Reports: Trump eyes short-term infrastructure fixes in Gaza to advance secret peace plan

by WorldTribune Staff, July 8, 2018

The United States will prioritize improving conditions in the Gaza Strip in order to bring the Palestinian Authority (PA) to the negotiating table with Israel and move President Donald Trump’s peace plan forward, a report said.

One possibility would be projects to improve Gaza’s electrical and water services.

The PA continues to boycott peace talks in protest of Trump’s recognition of Jerusalem as Israel’s capital.

The boycott has led the U.S. to consider an infusion of development aid funds to Gaza, The Washington Post reported on July 7.

“It’s providing support to people in Gaza as a first stage,” one senior Israeli official told the Post. “They know the Palestinians are not willing to consider [the larger proposal], so they are starting to put more attention on the humanitarian situation in Gaza.”

U.S., Israeli and Arab officials requested anonymity to discuss the U.S. diplomatic initiative because the plan led by senior White House adviser Jared Kushner remains under wraps, the report said.

“We definitely have a Gaza focus right now because the situation is the way it is, and we want to try to help,” a senior Trump administration official told the Post. “But it’s not as though we think we need to fix Gaza first before we would air the peace plan.”

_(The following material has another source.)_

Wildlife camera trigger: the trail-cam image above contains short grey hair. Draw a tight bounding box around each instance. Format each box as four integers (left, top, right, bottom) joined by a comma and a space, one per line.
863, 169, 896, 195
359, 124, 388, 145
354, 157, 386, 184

One possibility would be projects to improve Gaza’s electrical and water services in the short term, most likely funded by Persian Gulf states and other potential donors and coordinated with UN Middle East envoy Nikolay Mladenov, according to the report.

Israeli officials said they welcome a “Gaza first” approach as a way to both put pressure on Hamas and wait out the rival Ramallah-based PA leadership. Israel, Egypt and the Palestinian Authority maintain an embargo on Hamas-led Gaza.

A recent report by Haaretz said the Trump administration is trying to convince Arab monarchies in the Gulf to invest hundreds of millions of dollars in economic projects in Gaza, in an attempt to calm the security situation in the coastal enclave and generate momentum before the White House presents its peace plan.

Trump recently declined to offer a timetable for announcing his plan, saying only that “progress” had been made in tackling the complex issue.

“A lot of progress has been made in the Middle East, a lot,” he said in late June after a meeting at the White House with King Abdullah II of Jordan.